Amazon is taking the safe route when it comes to generative artificial intelligence (AI).
The Seattle-based tech giant on Monday (Sept. 25) announced that it was taking a minority stake in AI startup Anthropic, a public benefit corporation whose corporate mission is to develop “helpful, harmless, and honest” AI models.
Just last week (Sep. 19), Anthropic released its “Responsible Scaling Policy,” a public commitment by the AI company to managing what it calls the “increasingly severe” risks of AI that is modeled loosely after the U.S. governments biosafety level (BSL) standards for handling of dangerous biological materials.
“We focus these commitments specifically on catastrophic risks, defined as large-scale devastation (for example, thousands of deaths or hundreds of billions of dollars in damage) that is directly caused by an AI model and wouldn’t have occurred without it,” the policy states. “AI systems are dual-use technologies, and so as they become more powerful, there is an increasing risk that they will be used to intentionally cause large-scale harm.”
Anthropic’s stated goal is not to prohibit development of innovative AI models, but instead to safely enable their use with appropriate precautions.
And Amazon isn’t the only tech giant pumping money into Anthropic’s novel mission. Google was one of the startup’s first backers and holds a 10% stake, while the venture arms of both Salesforce and Zoom participated in Anthropic’s $450 million Series C fundraising round this past spring. SK Telecom, South Korea’s largest operator, also invested $100 million into Anthropic this August with the goal of jointly developing a large language model (LLM) and AI platform for the global telecom sector.

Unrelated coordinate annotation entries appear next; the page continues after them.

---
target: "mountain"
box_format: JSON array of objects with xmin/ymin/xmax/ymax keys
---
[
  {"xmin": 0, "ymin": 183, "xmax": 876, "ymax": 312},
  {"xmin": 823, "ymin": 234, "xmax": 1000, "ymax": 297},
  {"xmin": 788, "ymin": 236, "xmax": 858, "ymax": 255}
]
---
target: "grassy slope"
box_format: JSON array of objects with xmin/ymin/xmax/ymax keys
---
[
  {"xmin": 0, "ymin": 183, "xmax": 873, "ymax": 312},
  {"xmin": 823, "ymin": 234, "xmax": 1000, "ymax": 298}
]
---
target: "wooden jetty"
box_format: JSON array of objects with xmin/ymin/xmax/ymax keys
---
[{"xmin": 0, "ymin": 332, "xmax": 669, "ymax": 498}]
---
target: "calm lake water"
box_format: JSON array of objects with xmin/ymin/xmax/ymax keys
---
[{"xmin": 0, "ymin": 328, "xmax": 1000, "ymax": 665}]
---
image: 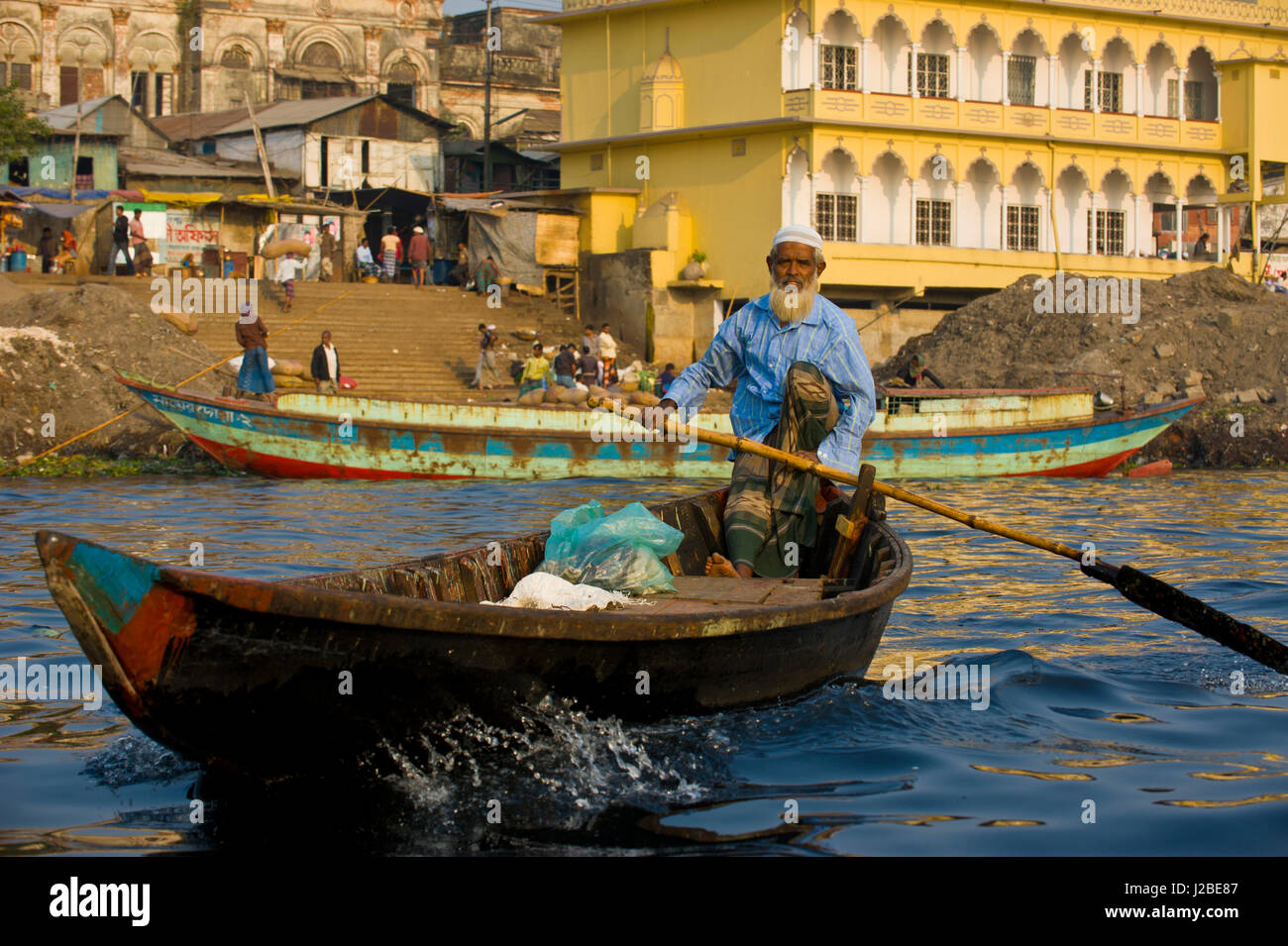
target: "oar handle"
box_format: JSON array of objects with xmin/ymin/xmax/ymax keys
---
[{"xmin": 587, "ymin": 396, "xmax": 1082, "ymax": 563}]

But Amazon’s latest investment of $1.25 billion with the option for another $2.75 billion injection is the largest outlay Anthropic has received yet.
Incumbent tech giants like Microsoft, Amazon, Google, and others have been both partnering with and investing into today’s leading-edge AI startups in order to provide them with the computing power and cash necessary to power and train their foundational models.
After all, the AI business is an increasingly pricey and competitive one, with some analysts estimating that Microsoft’s Bing AI chatbot, which is powered by an OpenAI LLM, needs at least $4 billion of infrastructure just to do its job.
Google’s own researchers have estimated that their firm’s AI operations take roughly the same energy usage each year as the city of Atlanta.
As part of Amazon’s multi-billion-dollar investment into Anthropic, the AI startup will use Trainium and Inferential chips from Amazon Web Services (AWS) to “build, train, and deploy its future foundation models, benefitting from the price, performance, scale and security of AWS.”
AWS will also become Anthropic’s primary cloud provider, with the startup running a majority of its workloads on AWS servers while using its data centers for storage.
Amazon rival Google had previously claimed that “70% of generative AI unicorns are Google Cloud customers.”
While substantial, Amazon’s promised $4 billion for Anthropic pales in comparison to the more than $10 billion Microsoft has invested in AI startup OpenAI, the maker of the popular ChatGPT and Dall-E AI products.
And both the pace of innovation and the pace of integration are picking up substantial speed and momentum within the AI ecosystem.
Last Tuesday (Sept. 19), Google announced a sweeping set of upgrades to its chatbot, Bard, that are meant to further integrate the AI tool into end-users’ lives by providing more sophisticated and streamlined capabilities.
This Tuesday (Sept. 26), Microsoft will start to roll out over 150 new AI-powered features as part of its “everyday AI companion, Copilot.”
Microsoft’s Copilot will run on an OpenAI-provided foundational LLM, and comes after the company’s AI research team accidentally exposed 38 terabytes of private data while publishing open-source AI training data to cloud-based code hosting platform GitHub.
Google’s AI products run on the tech giant’s own proprietary foundational model, PaLM 2. As PYMNTS has written, today’s AI platforms typically differ around their transparency, quality of training data, and ease of integration — as well as their adherence to regulations.
For example, Anthropic’s foundational model which Amazon is planning to leverage is explicitly designed (using constitutional AI) to be as safe as possible in the absence of any overarching regulation, while OpenAI’s models are trained using reinforcement learning from human feedback (RLHF).
Google’s AI model, for its part, is able to draw from real-time information on the web and is able to provide users with the most up-to-date information during engagements.